Two of a violin’s most vulnerable areas are the points of contact between the soundpost and the inside of the top, and between the bridge feet and the outside of the top. In both cases, large forces are brought to bear on small areas of relatively fragile wood. Moving the soundpost to a slight angle from its point of true fit, as is commonly done during adjustments, tends to dent the inside of the top. The sliding motion itself, especially when done under full string pressure, can tear the grains of the spruce.
The bridge feet create similar problems. When the top of the bridge gets pulled toward the fingerboard during tuning, the downward force of the strings gets concentrated at the front edge of the feet, causing them to dig into the top. The bridge is then rocked back by the player – often too far – and this rocking from edge to edge can lead to the indentations and cracks under the bridge feet of so many old instruments.

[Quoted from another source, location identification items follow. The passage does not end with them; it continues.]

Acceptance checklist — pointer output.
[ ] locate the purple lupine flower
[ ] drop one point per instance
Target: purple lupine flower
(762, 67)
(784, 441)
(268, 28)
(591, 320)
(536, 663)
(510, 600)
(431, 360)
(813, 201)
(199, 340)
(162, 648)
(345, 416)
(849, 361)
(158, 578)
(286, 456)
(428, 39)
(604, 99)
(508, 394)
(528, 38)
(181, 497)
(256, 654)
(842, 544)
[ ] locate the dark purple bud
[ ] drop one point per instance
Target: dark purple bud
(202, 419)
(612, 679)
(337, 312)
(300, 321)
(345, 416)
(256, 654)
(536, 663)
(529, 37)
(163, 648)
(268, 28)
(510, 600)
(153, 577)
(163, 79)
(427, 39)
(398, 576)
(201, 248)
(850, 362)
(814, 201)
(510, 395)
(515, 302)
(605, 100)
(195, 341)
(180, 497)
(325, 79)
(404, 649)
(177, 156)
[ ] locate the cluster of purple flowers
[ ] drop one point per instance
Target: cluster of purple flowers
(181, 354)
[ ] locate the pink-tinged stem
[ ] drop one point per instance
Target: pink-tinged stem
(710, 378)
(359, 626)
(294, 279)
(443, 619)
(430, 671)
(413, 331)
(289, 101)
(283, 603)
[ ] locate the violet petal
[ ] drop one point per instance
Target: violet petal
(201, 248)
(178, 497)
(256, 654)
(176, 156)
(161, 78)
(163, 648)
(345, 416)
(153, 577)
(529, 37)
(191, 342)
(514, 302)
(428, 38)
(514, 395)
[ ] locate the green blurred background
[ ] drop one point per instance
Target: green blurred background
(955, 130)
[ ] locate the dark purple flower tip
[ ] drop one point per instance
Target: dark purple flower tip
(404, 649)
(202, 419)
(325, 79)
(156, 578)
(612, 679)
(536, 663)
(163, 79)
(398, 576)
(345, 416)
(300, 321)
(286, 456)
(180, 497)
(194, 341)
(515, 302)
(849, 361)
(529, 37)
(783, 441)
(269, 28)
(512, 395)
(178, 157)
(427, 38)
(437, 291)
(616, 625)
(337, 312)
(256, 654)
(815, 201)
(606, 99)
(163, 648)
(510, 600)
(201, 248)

The tops of my instruments are protected by hardwood veneers in the bridge-foot and soundpost areas. The soundpost veneer is roughly the size of a quarter. It is made from quarter-cut hard maple about 0.3 mm thick. The grain is rotated slightly with respect to the top-wood, thus providing additional resistance to cracking. The “ideal” position of the soundpost in relation to the bridge is marked by lines inscribed on the veneer. These lines serve as reference points, about which fine adjustments can be made. (Similar lines are marked in the corresponding position on the inside of the back.) Surprisingly, a soundpost veneer does not seem to affect the sound of an instrument, or require any change in the normal soundpost position.

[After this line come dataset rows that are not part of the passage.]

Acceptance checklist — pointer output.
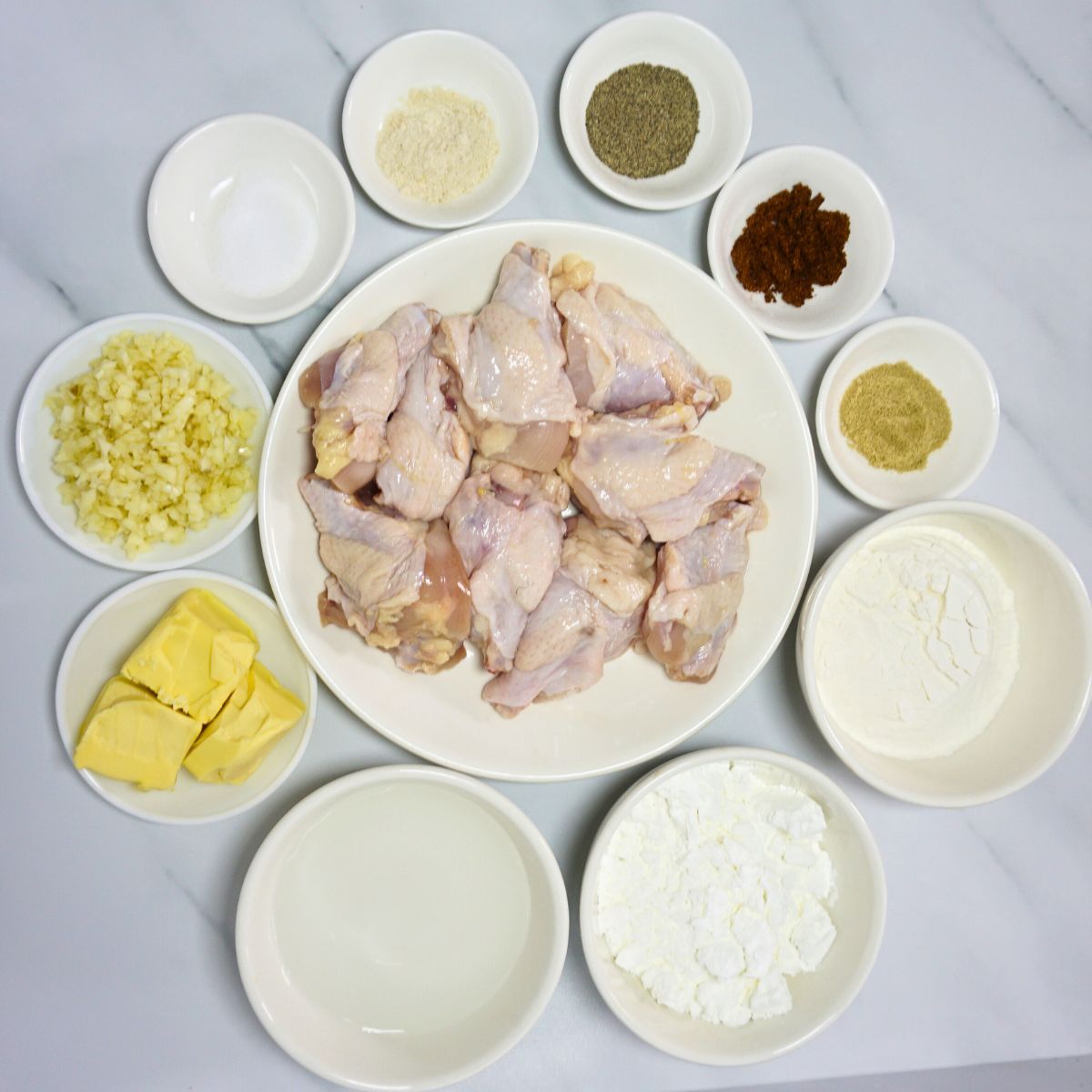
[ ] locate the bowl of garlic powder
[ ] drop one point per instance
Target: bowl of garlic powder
(945, 652)
(732, 906)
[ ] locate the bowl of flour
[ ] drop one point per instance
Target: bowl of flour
(945, 653)
(732, 905)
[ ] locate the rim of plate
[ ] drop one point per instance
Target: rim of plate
(124, 592)
(806, 638)
(257, 316)
(96, 549)
(768, 321)
(975, 360)
(440, 221)
(481, 771)
(606, 184)
(702, 757)
(265, 860)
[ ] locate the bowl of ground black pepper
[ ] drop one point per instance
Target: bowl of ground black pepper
(802, 239)
(906, 412)
(655, 110)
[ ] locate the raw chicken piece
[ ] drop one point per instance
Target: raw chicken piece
(429, 450)
(399, 583)
(508, 367)
(506, 524)
(699, 584)
(621, 356)
(354, 390)
(647, 475)
(590, 614)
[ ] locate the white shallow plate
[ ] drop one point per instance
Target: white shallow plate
(102, 644)
(868, 252)
(326, 912)
(35, 447)
(1049, 694)
(818, 998)
(724, 103)
(459, 63)
(956, 369)
(197, 177)
(636, 711)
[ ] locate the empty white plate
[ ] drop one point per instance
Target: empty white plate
(401, 928)
(845, 188)
(724, 104)
(956, 369)
(250, 217)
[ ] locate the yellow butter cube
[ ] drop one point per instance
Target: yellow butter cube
(257, 714)
(197, 654)
(131, 736)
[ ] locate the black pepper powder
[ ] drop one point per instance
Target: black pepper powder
(642, 120)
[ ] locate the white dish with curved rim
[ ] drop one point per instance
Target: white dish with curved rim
(35, 447)
(410, 958)
(956, 369)
(818, 998)
(1052, 689)
(869, 251)
(459, 63)
(116, 626)
(636, 711)
(724, 105)
(257, 184)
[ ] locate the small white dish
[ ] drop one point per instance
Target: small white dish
(251, 217)
(819, 997)
(35, 447)
(115, 627)
(459, 63)
(402, 927)
(724, 103)
(1049, 696)
(956, 369)
(845, 188)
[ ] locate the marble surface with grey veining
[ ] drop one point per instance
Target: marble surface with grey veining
(976, 120)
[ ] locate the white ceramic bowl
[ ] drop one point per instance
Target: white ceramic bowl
(459, 63)
(818, 998)
(102, 643)
(325, 915)
(222, 189)
(636, 713)
(724, 104)
(956, 369)
(35, 447)
(845, 188)
(1051, 693)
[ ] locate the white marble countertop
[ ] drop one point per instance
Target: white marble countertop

Bridge-feet veneers consist of two small rectangles of hardwood – I used maple or ebony for many years, but have now settled on cherry. They are about 0.25 mm thick and about 1 mm larger all around than the bridge foot. The grain of the veneer runs parallel to that of the top. Once installed, a coat or two of varnish on top of the veneer helps prevent the bridge from moving out of place. I began installing soundpost veneers on my instruments in 1997. Bridge-feet veneers came a few years later. In the many years since, the veneers have proved remarkably effective in their protective functions.